Si les mouvements sociaux de cette année-là s’invitent bien en toile de fond, l’intrigue se porte pourtant sur le jeune couple formé par Anne (Elise Caron) et Frédéric (Philippe Lebas). La famille bourgeoise d’Anne n’accepte pas les origines modestes de Frédéric, et le couple décide de fuir en compagnie de leur ami Bruno (François Cluzet, qui fait une première apparition au cinéma déjà remarquée). D’un voyage prévu pour Israël, ils s’arrêteront finalement à Venise…

Si la réalisation apparaît datée, on prend un certain plaisir à suivre les pérégrinations du trio, qui affronte les événements de la vie avec désinvolture, baladé d’un endroit à l’autre au gré de leurs rencontres. Tandis qu’à Paris, les barricades s’installent et les pavés sont lancés, les trois amis s’agacent de ne pas être au bon endroit au bon moment. Rien n’est jamais grave, tout est sujet à plaisanterie. Ils savourent ces moments de vie passés ensemble, qui sonnent le glas de l’adolescence et l’entrée dans une vie adulte faite de problèmes et de contraintes (les quelques adultes présents dans le film sont tous sujets à quelques névroses). Les personnages vivent un autre Mai 68, mais qui est aussi bien représentatif de la période. Le propos est moins naïf qu’il ne peut le laisser croire: derrière chaque petite anecdote et rencontre se cachent les maux de l’époque (contraception, reproduction sociale…); la petite histoire rejoint alors la grande, sous l’œil aiguisé d’une Diane Kurys qui confie à Elise Caron un rôle de jeune femme libre, inspirée et inspirante .

Philippe Lebas (Frédéric), François Cluzet (Bruno)

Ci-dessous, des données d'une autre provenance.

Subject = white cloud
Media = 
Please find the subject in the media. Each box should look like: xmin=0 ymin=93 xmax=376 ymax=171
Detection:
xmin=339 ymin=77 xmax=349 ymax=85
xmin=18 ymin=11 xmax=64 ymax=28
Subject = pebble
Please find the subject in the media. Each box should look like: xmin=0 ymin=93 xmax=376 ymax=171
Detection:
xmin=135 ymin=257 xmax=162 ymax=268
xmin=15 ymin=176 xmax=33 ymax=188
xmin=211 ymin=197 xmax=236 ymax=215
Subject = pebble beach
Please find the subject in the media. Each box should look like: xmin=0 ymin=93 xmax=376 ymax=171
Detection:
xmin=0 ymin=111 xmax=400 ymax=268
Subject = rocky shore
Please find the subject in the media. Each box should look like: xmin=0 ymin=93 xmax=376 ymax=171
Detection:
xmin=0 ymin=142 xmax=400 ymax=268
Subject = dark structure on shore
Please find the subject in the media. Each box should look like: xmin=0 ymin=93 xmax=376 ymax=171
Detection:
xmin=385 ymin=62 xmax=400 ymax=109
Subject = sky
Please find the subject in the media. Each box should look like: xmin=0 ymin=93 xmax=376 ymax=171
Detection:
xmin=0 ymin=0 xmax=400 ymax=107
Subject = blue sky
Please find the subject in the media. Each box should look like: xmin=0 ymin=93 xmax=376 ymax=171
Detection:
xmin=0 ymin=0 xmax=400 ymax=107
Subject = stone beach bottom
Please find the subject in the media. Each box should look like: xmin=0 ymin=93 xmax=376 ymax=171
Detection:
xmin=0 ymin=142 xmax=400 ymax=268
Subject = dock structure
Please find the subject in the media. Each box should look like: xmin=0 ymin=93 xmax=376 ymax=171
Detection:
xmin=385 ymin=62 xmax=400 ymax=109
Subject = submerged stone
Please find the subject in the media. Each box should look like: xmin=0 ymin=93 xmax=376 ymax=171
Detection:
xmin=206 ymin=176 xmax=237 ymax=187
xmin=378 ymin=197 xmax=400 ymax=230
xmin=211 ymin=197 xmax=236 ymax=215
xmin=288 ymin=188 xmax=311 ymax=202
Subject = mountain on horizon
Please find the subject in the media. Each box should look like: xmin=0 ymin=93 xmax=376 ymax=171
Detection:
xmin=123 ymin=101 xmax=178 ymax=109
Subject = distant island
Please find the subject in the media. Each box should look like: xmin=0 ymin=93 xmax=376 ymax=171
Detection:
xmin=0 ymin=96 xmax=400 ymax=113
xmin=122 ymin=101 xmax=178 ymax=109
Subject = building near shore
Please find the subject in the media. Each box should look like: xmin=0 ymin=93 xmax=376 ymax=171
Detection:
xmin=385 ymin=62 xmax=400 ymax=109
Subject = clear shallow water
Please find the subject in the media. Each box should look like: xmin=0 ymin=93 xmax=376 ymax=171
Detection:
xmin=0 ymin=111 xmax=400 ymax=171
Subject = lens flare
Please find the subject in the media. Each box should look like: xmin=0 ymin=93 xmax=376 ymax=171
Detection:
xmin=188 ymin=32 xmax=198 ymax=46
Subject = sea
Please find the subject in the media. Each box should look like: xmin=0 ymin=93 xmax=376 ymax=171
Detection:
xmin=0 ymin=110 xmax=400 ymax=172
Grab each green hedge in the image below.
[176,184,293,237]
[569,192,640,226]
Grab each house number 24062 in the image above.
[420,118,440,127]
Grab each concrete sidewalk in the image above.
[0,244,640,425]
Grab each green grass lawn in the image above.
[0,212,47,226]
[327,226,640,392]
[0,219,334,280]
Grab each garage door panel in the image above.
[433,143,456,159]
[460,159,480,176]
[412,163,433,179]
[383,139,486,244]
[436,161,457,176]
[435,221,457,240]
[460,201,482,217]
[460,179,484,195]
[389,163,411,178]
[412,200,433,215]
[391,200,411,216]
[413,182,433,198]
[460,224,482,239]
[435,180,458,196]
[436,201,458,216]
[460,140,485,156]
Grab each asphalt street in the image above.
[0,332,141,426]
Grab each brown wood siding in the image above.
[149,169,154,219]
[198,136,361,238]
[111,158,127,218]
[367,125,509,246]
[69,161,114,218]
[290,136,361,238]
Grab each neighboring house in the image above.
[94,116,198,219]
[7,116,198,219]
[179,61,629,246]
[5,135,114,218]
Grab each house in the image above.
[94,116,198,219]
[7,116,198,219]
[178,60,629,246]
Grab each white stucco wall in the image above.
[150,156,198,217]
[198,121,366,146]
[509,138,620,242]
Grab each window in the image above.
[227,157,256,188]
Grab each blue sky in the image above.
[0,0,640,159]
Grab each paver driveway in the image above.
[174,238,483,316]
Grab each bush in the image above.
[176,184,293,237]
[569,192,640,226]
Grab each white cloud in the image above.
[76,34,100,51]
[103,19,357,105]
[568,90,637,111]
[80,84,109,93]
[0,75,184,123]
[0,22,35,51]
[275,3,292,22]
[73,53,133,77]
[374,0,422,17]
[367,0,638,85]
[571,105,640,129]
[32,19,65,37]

Le road movie qui nous est proposé, au delà de l’intrigue amoureuse, au delà du regard décalé sur un évènement majeur de l’histoire de France, bénéficie d’un rythme plaisant, aux accents de liberté, de voyage, et particulièrement porté par un trio d’acteurs à l’unisson et complémentaire. Le charme du jeune François Cluzet opère,  dans un style surprenant, en ce qu’on peut lui découvrir un air de ressemblance avec Vincent Lacoste ou encore Jeremy Elkaim que l’on ne lui retrouve plus aujourd’hui.